Two-dimensional discrete wavelet transform of image

This two-day exposure to image Multiscale decomposition of some content, the main focus on the EMD (empirical mode decomposition)--bemd (bidimensional empirical mode decomposition), LMD ( Local mean decomposition)--BLMD (bidimensional local mean DECOMPOSITION,BLMD).
Have not been exposed to this field before, and now began to slowly do some accumulation, start with the wavelet transform.
1 Image Multiscale decomposition
Because of the different size of the image object and the adaptability of the human visual system to the object scale, a scale dimension is introduced in the image data, and the image is decomposed at various scales. Intuitively speaking, objective objects show different forms according to their distance from the observer, for example, when people observe the same target object at different distances, when they are farther away, they see the whole contour of the object, and in close observation, they see more details about the object. is the multi-scale decomposition of the image.
At present, there are many different kinds of visual comprehension about the word "scale" in multi-scale decomposition of image, such as the resolution of image as the scale of image decomposition, or the size of image object as the scale of image decomposition, or the parameter of convolution kernel for image convolution as the scale of image decomposition.

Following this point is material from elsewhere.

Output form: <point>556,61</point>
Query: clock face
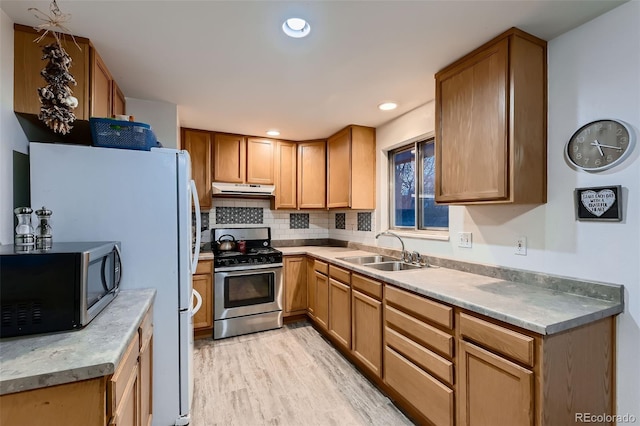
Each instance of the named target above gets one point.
<point>600,145</point>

2 Image Two-dimensional discrete wavelet transform
The two-dimensional discrete wavelet decomposition and reconstruction process of image is described as follows: first, each line of the image is 1D-DWT, the low-frequency component L and the high-frequency component H in the horizontal direction of the original image are obtained, and then each column of the transformed data is 1D-DWT. Obtains the low frequency component of the original image in the horizontal and vertical direction LL, the horizontal direction of the high frequency LH, the horizontal direction of the high frequency and vertical direction of the low frequency HL and the horizontal and vertical direction of the high frequency component HH. The reconstruction process can be described as: first, the transformation results of each column for the discrete wavelet inverse transformation, and then the transformation of the data from each row of one-dimensional discrete wavelet inverse transformation, you can obtain the reconstructed image. As can be seen from the above process, the image wavelet decomposition is a signal in accordance with the low-frequency and high-frequency separation process, the decomposition process can also be based on the need for the LL component further wavelet decomposition, until the requirements are met.

Note: In order to visually reflect the multi-scale decomposition, the following in MATLAB to do a set of tests, simple code as follows:

Load woman;
% X contains image
% image decomposition scale of 2, using SYM5 wavelet
[c,s] = WAVEDEC2 (x,2, ' sym5 ');
The% decomposition scale is 1 Low frequency component
a1 = Wrcoef2 (' A ', c,s, ' SYM5 ', 1); 
The% decomposition scale is 2 low frequency component
a2 = Wrcoef2 (' A ', c,s, ' SYM5 ', 2);

Percent high frequency component
%hl
hd2 = wrcoef2 (' h ', c,s, ' SYM5 ', 2); 
%LH
vd2 = Wrcoef2 (' V ', c,s, ' SYM5 ', 2); 
%hh
dd2 = Wrcoef2 (' d ', c,s, ' SYM5 ', 2);

M=[A2 hd2;vd2 DD2];
Image (M); ColorMap (map);
Axis off;

%%% continues the decomposition of ll
[c,s] = WAVEDEC2 (a2,2, ' sym5 ');
A22 = Wrcoef2 (' A ', c,s, ' SYM5 ', 2);

Hd22 = Wrcoef2 (' h ', c,s, ' SYM5 ', 2); 
Vd22 = Wrcoef2 (' V ', c,s, ' SYM5 ', 2); 
Dd22 = Wrcoef2 (' d ', c,s, ' SYM5 ', 2);
Figure (2);
N=[a22 hd22;vd22 Dd22];
Image (N); ColorMap (map)
; Axis off;

Experimental results:

ll components continue to decompose

Note: After the image has been decomposed, how to analyze is the key to continue reading.